In den letzten Jahren bestimmten immer wieder Skandale um manipulierte Organ-Wartelisten die Schlagzeilen – nicht ohne Spuren zu hinterlassen: Das Vertrauen in das System der Organspende wurde in weiten Teilen der Gesellschaft erschüttert. Für Viele stellte sich die Frage, warum in der deutschen Transplantationsmedizin betrogen wird. Zwei Forschende des Max-Weber-Instituts für Soziologie an der Universität Heidelberg haben sich auf die Suche nach Antworten begeben: Prof. Dr. Markus Pohlmann und Kristina Höly (M.A.) werteten Gerichtsakten und Prüfberichte aus, führten Interviews und kamen schließlich zum Ergebnis, das sowohl die Häufigkeit als auch die Art der Vergehen für ein organisiertes Handeln sprechen. Die Beweggründe für die Manipulationen machte das Autorenteam dabei abseits ökonomischer Interessen aus – etwa in den „organisationalen Anreizstrukturen“ oder der Reputationsorientierung der Beteiligten. Eine untergeordnete Rolle spielt hingegen deren Absicht, sich persönlich zu bereichern.

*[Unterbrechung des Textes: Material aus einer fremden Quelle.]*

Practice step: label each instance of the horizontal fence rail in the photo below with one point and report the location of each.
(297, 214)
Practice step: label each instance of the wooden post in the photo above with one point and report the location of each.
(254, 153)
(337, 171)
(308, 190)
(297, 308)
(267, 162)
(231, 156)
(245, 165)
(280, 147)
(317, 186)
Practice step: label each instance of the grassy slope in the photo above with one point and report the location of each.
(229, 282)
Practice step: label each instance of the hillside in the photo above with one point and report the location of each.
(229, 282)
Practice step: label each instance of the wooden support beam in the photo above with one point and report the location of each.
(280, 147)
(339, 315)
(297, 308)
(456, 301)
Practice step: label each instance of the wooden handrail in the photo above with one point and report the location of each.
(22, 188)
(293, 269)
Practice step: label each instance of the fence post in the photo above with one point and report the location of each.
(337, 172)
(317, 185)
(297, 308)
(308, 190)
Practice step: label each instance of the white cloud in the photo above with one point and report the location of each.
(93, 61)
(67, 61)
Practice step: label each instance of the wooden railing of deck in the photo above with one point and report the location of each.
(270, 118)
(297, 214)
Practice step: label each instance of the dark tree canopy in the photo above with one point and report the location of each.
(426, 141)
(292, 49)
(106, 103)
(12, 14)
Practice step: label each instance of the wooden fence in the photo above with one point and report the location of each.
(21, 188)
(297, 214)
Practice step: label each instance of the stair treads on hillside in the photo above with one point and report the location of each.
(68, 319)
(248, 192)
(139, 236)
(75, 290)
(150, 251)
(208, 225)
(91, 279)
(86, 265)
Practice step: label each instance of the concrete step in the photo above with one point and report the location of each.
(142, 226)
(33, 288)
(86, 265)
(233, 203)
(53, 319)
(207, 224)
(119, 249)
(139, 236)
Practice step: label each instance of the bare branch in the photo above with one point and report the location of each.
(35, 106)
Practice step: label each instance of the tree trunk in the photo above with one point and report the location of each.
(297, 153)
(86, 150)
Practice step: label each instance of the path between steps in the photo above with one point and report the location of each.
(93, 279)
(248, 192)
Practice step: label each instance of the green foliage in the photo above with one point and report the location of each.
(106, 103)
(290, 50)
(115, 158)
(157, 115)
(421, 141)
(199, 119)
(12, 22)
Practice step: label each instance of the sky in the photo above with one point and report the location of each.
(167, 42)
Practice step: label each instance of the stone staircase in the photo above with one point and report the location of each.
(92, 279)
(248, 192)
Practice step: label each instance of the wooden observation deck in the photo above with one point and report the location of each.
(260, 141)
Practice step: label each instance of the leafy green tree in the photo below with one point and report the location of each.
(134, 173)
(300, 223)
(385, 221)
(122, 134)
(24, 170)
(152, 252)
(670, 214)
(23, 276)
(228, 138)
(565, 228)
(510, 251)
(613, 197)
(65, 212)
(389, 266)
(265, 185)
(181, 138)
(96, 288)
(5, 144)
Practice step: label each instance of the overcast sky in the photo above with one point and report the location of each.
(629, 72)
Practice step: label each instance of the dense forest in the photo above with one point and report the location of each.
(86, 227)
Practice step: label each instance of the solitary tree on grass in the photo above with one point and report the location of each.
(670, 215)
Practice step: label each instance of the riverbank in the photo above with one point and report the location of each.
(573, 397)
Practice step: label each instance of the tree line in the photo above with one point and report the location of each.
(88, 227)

Prof. Pohlmanns und Kristina Hölys Forschung war Teil des Projekts „Der Kampf gegen Korruption und Manipulation – Regulierung und Selbstregulierung in Medizin und Wirtschaft“: Hierin setzte sich ein interdisziplinäres Team der Universität Heidelberg das Ziel, die Effektivität von Regulierungs- und Präventionsmaßnahmen gegen Korruption und Manipulation zu analysieren. Die VolkswagenStiftung förderte das Vorhaben im Rahmen ihrer inzwischen beendeten Initiative „Schlüsselthemen für Wissenschaft und Gesellschaft“.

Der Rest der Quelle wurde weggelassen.